South Africa's Woolworths said on Monday it expects its half-year earnings to drop by up to 20%, dragged lower by an introduction of an accounting change combined with lean sales at its struggling units.
The retailer, which sells food, clothes and homeware, tends to be more shielded in a difficult economic environment in South Africa than its competitors as the company targets only higher-income clients. However, a number of factors hurt trade over the critical December period, the company said.
Woolworths said it is likely to post an increase of 3.8% in its sales in the 26 weeks ended Dec. 29, but its headline earnings per share (HEPS) - the main profit measure in South Africa - could fall by between 15% and 20%, compared with the 200.4 cents achieved last year.
The half-year outlook, however, is inclusive of new accounting rules applied by the retailer for the first time, excluding which HEPS would likely drop only between 7.5% and 12.5%.
In the 2020 financial year, the busy trading periods of Christmas and Boxing Day fell in the first half of the year, unlike 2019, when they were accounted for in the second half.
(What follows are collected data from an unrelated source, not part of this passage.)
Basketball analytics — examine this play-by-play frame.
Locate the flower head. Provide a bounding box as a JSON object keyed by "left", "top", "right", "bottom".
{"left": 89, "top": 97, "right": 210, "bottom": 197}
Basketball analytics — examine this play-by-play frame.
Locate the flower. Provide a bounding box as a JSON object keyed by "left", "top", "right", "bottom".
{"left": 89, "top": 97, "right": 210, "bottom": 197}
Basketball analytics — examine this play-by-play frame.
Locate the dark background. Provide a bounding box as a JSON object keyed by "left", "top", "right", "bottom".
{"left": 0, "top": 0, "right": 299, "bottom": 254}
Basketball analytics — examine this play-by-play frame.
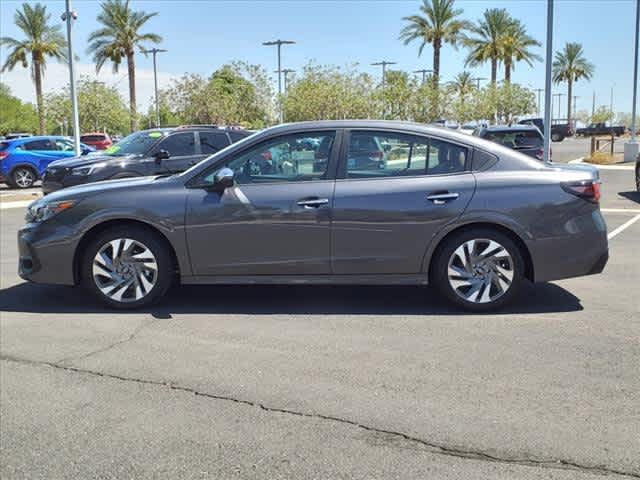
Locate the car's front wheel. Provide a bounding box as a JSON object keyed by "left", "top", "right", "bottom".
{"left": 431, "top": 228, "right": 525, "bottom": 312}
{"left": 81, "top": 226, "right": 173, "bottom": 309}
{"left": 551, "top": 132, "right": 562, "bottom": 142}
{"left": 11, "top": 167, "right": 37, "bottom": 189}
While sales in its food business unit grew by 7.8% when adjusting for this shift, the South African retailer's fashion, beauty and home division expects to see a 0.9% growth in sales and a drop of 0.5% in its struggling Australian business, David Jones.
David Jones has been responding to pressures all department store operators face as shoppers opt for broader product ranges from global online players such as Amazon.com Inc, or specialty fast fashion brick-and-mortar stores such as Inditex's Zara.
Woolworths had purchased David Jones for $2 billion in 2014 but has had to write down its value twice since.